Heather never thought she would compete in Panic, a legendary game played by graduating seniors, where the stakes are high and the payoff is even higher. She’d never thought of herself as fearless, the kind of person who would fight to stand out. But when she finds something, and someone, to fight for, she will discover that she is braver than she ever thought.
Dodge has never been afraid of Panic. His secret will fuel him, and get him all the way through the game, he’s sure of it. But what he doesn’t know is that he’s not the only one with a secret. Everyone has something to play for.
For Heather and Dodge, the game will bring new alliances, unexpected revelations, and the possibility of first love for each of them—and the knowledge that sometimes the very things we fear are those we need the most.

I found out about this book through a website article about the “it” female young adult authors of 2014. I had heard of Lauren Oliver, but never read anything from her. The article said great things about this book. So, I went ahead and got it from the library.

Panic is awesome! It fel like part psychological thriller and part coming of age. The idea that a small town has a tradition where teens participate in dangerous situations may seem illogical and crazy, but through the way Lauren Oliver writes, I could believe it. I was reminded of how bored I was when I lived in a fairly small town in North Carolina. There was nothing to do. I was lucky that most of my summers were with my Dad in Virginia Beach(and that I moved).

Though I don’t think most of everyone stayed after graduation in the small town of my memories, the fictional Carp has many residents who have been there since birth and will stay until death. Hence, the need for entertainment and a competition that the kids use to prove something.

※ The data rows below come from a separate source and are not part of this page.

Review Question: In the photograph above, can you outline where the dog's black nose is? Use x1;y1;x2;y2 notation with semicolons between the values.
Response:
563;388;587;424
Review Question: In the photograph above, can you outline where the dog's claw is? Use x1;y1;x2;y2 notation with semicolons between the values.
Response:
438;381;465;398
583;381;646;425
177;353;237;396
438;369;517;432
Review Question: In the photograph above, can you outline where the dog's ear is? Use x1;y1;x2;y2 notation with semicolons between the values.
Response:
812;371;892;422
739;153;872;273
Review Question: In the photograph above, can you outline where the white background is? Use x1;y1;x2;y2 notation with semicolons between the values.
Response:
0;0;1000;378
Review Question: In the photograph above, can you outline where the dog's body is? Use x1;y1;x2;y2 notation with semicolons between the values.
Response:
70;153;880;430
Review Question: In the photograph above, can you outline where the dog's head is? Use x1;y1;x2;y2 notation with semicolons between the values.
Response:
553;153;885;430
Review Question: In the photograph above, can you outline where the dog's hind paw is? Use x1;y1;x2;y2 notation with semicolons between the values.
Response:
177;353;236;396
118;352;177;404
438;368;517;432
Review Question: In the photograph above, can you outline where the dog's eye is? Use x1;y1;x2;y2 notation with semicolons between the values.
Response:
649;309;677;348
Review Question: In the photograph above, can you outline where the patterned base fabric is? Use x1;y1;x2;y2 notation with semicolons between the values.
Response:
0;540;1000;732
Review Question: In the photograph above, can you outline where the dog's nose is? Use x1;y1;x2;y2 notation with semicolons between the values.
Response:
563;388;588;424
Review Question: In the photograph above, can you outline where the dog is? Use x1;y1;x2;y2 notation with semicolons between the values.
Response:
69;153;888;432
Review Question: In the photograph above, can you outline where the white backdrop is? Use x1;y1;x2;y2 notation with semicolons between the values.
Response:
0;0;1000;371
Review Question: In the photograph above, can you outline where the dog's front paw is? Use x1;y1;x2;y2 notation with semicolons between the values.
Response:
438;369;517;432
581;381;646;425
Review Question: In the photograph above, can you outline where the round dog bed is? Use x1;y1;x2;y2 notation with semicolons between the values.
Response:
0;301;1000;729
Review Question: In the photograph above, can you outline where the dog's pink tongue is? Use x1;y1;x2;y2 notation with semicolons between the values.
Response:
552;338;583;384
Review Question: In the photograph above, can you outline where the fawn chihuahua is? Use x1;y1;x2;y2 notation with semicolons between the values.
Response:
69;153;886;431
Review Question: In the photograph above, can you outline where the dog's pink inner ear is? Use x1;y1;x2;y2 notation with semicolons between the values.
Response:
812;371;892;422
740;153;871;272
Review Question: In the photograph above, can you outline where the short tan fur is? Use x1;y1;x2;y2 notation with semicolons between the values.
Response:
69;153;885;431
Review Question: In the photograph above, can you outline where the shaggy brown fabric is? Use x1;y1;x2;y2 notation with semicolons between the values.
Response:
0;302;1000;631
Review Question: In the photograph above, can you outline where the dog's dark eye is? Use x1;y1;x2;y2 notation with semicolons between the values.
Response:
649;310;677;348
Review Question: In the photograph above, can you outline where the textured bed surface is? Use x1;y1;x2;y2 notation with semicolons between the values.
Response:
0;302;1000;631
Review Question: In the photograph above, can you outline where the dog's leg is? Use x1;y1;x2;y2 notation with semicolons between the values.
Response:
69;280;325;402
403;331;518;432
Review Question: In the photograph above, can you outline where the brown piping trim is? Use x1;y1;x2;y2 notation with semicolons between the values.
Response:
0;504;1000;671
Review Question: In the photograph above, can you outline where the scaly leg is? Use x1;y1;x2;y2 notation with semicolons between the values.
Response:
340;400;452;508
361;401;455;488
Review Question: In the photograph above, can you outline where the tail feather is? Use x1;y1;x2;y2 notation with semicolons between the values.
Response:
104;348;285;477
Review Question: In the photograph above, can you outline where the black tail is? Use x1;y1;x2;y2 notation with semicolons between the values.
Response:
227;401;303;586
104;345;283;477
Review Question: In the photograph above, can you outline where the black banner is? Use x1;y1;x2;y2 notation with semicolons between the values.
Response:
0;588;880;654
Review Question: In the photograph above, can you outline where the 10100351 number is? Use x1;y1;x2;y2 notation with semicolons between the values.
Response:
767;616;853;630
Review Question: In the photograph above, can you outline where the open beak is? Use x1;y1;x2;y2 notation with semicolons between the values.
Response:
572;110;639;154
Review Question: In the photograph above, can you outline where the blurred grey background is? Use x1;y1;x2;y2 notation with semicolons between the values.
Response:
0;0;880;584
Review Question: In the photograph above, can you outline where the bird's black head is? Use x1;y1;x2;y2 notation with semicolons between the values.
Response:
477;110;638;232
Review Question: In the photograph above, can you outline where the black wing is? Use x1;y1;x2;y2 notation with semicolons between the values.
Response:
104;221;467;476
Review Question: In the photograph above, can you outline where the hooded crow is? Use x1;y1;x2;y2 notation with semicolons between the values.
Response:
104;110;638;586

Obviously, Panic (the game) is a disturbing version of truth or dare without the truth. You will find yourself at the edge of your seat through the book. The dares that were thought of are just crazy and messed up. No doubt I would’ve been out well before the game started.

Okay, like I said before the concept is crazy and the writing is great. It’s simple, pulls you in, and you can believe that such a town and game exist. The characters don’t falter. I found myself loving the supporting cast as much as the two focal characters: Dodge and Heather. And before you start groaning about a romance between the two, there isn’t, so there.

Dodge is a loner with a seriously terrible plan. I loved how he was planning something completely messed up and yet, the reader sympathizes with him. I was fully expecting a villain like character, but really, he was a guy without friends and wanting to protect the one person who meant the world to him. His sister. I can get that. I love how even though he is confident and has this strong air, he clearly shakes up every now and then. It made him real.

Even though I couldn’t relate to Dodge or Heather in a background kind of way, I could in their emotions. I understood Dodge’s motivation and though it scared me, I still loved him. I loved Heather’s strong personality and could see who she was that she couldn’t see. I loved that the author was able to do that. She gave the reader the full character, but the character had to go through a series of tests to realize who they were.

This is an awesome book and is highly recommended. Also, the 408 pages don’t feel like 408. It moves fast.